Hi Folks,
I experimented a bit today with some “automatic” non-centered Normal distributions this morning, and I think I have something that works quite well. Many experts know about the trick to replace
mu ~ <mu prior>
sigma ~ <sigma prior>
xs ~ filldist(Normal(mu, sigma), N)
xs_observed ~ arraydist([Normal(x,s) for (x,s) in zip(xs, sigma_xs_observed)])
when the posterior on xs
is dominated by the prior with the non-centered
mu ~ <mu prior>
sigma ~ <sigma prior>
xs_unit ~ filldist(Normal(0,1), N)
xs = mu .+ sigma .* xs_unit
xs_observed ~ arraydist([Normal(x,s) for (x,s) in zip(xs, sigma_xs_observed)])
to avoid the pathological “Neal’s funnel” geometry in the model and dramatically improve sampling. But this is inconvenient in a lot of ways—among them that xs
are now a generated quantity and so aren’t already recorded in the chain. And: in this case it’s quite simple to see how to shift and scale the funnel away, but sometimes you want to shift and scale to a mix of the prior and the observations, and sometimes even more complicated expressions are involved, etc, etc, etc.
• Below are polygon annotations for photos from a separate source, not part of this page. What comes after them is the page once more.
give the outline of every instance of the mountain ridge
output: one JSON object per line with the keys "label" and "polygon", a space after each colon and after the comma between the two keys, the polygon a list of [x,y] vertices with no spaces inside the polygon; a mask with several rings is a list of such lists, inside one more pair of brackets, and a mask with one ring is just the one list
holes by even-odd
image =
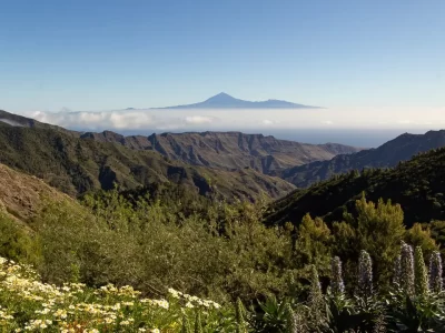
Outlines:
{"label": "mountain ridge", "polygon": [[185,132],[123,137],[111,131],[87,132],[80,138],[117,142],[135,150],[152,150],[168,159],[191,165],[221,170],[253,168],[264,174],[316,160],[328,160],[338,153],[359,148],[326,143],[309,144],[279,140],[271,135],[229,132]]}
{"label": "mountain ridge", "polygon": [[266,214],[268,223],[300,223],[306,213],[332,223],[354,211],[355,200],[392,200],[400,204],[405,224],[445,220],[445,147],[421,152],[389,169],[353,170],[327,181],[296,190],[275,201]]}
{"label": "mountain ridge", "polygon": [[156,151],[80,139],[50,128],[12,127],[0,122],[0,163],[36,175],[76,196],[90,190],[137,189],[152,183],[181,184],[201,195],[255,200],[279,198],[295,186],[255,170],[221,171],[169,161]]}
{"label": "mountain ridge", "polygon": [[220,92],[202,102],[151,109],[323,109],[283,100],[246,101]]}
{"label": "mountain ridge", "polygon": [[417,153],[442,147],[445,147],[445,130],[428,131],[425,134],[403,133],[378,148],[352,154],[338,154],[328,161],[315,161],[274,171],[270,174],[285,179],[298,188],[306,188],[352,170],[392,168]]}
It would be great to have a distribution that takes care of this shift-and-scale for stability for you, and I wrote one:
using Bijectors
using ChangesOfVariables
using Distributions
using Turing
struct NonCenteredNormal{T <: Real} <: ContinuousUnivariateDistribution
mu::T
sigma::T
mu_centering::T
sigma_centering::T
end
struct NonCenteredNormalBijector{T <: Real} <: Bijector
mu::T
sigma::T
end
function NonCenteredNormal(mu, sigma)
NonCenteredNormal(mu, sigma, mu, sigma)
end
function ChangesOfVariables.with_logabsdet_jacobian(b::NonCenteredNormalBijector{T}, x) where T <: Real
y = (x-b.mu)/b.sigma
logdetjac = -log(b.sigma)
y, logdetjac
end
function ChangesOfVariables.with_logabsdet_jacobian(ib::Inverse{NonCenteredNormalBijector{T}}, y) where T <: Real
x = y*ib.orig.sigma + ib.orig.mu
logdetjac = log(ib.orig.sigma)
x, logdetjac
end
Distributions.logpdf(d::NonCenteredNormal{T}, x::S) where {T <: Real, S <: Real} = logpdf(Normal(d.mu, d.sigma), x)
Distributions.rand(rng::AbstractRNG, d::NonCenteredNormal{T}) where T = rand(rng, Normal(d.mu, d.sigma))
Bijectors.bijector(d::NonCenteredNormal{T}) where T = NonCenteredNormalBijector(d.mu_centering, d.sigma_centering)
Now you can write such models as the above cleanly, but take advantage of the shift-and-scale transformation:
mu ~ <mu prior>
sigma ~ <sigma prior>
xs ~ filldist(NonCenteredNormal(mu, sigma), N)
xs_observed ~ arraydist([Normal(x,s) for (x,s) in zip(xs, sigma_xs_observed)])
and Turing will take care of the non-centering behind the scenes for you. Optionally, you can also use NonCenteredNormal(mu, sigma, location_to_center, scale_to_center)
if you don’t have a prior-dominated posterior—this will make the sampler see parameters with scale scale_to_center
around location location_to_center
but apply a N(mu, sigma)
prior.
Is this too specialized to put into Turing? Does everyone who knows about it just do it by hand and is happy to continue? Thoughts on the code?
Cheers,
Will